11. Juni 1968: Die Ingenieur-Studenten streiken
11.6.2018, 07:00 UhrNach dem Streikbeschluß am Ohm-Polytechnikum sind jetzt alle Studenten an den 16 bayerischen Ingenieurschulen in den Ausstand getreten. Aus Solidarität mit den Ohm-Studenten haben außerdem die 360 Kommilitonen an der Höheren Wirtschaftsfachschule zu einem bis zum 17. Juni befristeten Vorlesungsboykott aufgerufen.
„Wir galten seither als die Musterknaben unter den deutschen Studenten. Unsere Geduld ist aber jetzt am Ende.“ Mit diesen Worten machte der Vorsitzende des Allgemeinen Studenten-Ausschusses (AStA) am Ohm-Polytechnikum, Helmut Lindner, dem Ärger über den Ausgang der Kultusminister-Konferenz Luft.
Entgegen der seit zwanzig Jahren von den Studenten angemeldeten Forderung, eine zwölfjährige schulische Vorbildung für die Ingenieurschulen einzuführen, sind in dieser entscheidenden Besprechung die Eingangsvoraussetzungen nicht dem EWG-Niveau angepaßt worden. Bis zum 20. Juni soll die Entschließung der Kultusminister in den Länderparlamenten durchgepeitscht werden.

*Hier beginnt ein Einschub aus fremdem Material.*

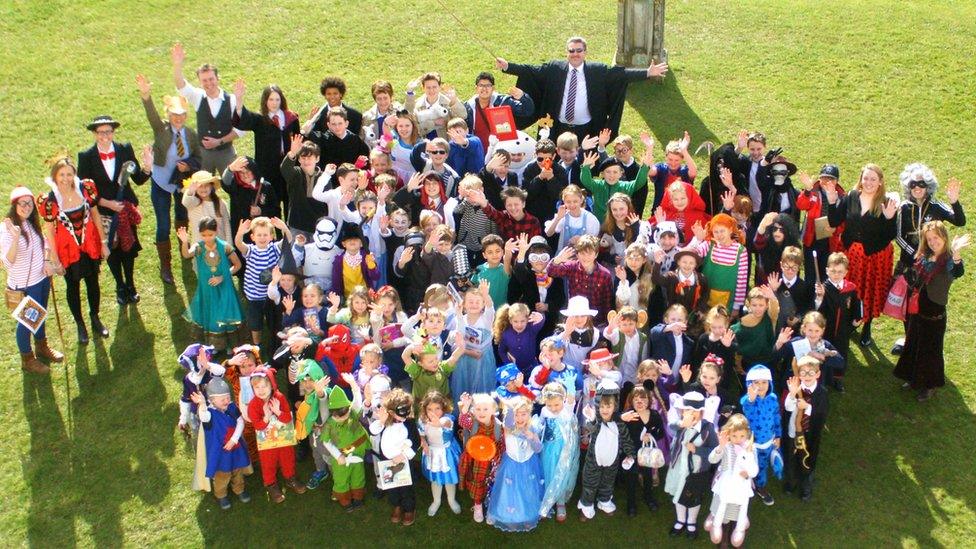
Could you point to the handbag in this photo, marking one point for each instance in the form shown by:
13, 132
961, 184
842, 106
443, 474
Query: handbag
896, 305
650, 455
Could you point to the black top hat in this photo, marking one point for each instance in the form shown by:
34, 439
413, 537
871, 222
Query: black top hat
103, 120
350, 231
830, 170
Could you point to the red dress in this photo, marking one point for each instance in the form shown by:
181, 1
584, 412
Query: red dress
75, 232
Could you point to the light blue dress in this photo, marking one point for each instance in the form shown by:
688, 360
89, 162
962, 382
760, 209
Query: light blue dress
560, 456
441, 465
513, 504
475, 375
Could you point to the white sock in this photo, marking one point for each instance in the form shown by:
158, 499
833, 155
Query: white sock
435, 491
693, 517
680, 512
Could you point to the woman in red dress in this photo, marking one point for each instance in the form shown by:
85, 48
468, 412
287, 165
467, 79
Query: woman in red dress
870, 226
75, 228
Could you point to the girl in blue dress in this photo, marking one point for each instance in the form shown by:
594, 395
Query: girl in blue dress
215, 307
475, 372
441, 451
516, 496
560, 448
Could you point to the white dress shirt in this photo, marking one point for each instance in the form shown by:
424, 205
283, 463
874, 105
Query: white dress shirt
581, 114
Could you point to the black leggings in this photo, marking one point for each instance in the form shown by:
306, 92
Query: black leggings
74, 295
122, 265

„Wir kämpfen für eine bessere Vorbildung“, erklärte der AStA-Vorsitzende. „Wir wollen nicht den zweiten Bildungsweg abwürgen.“ Über 50 v. H. der Studenten am Ohm-Polytechnikum „sind volljährig. Aber wir werden wie zehnjährige Volksschüler behandelt“. Nach seiner Auffassung ist es höchste Zeit, den deutschen Ingenieur durch die Einbeziehung seiner Ausbildung in den Hochschulbereich endlich anzuerkennen. Helmut Lindner sieht den Grund für die „inkonsequente Haltung des bayerischen Kultusministers“ in der Aktivität großer Industrieverbände, die ein „finanzielles Interesse daran haben, daß Ingenieure zu reinen Technikern herabgewürdigt“ werden.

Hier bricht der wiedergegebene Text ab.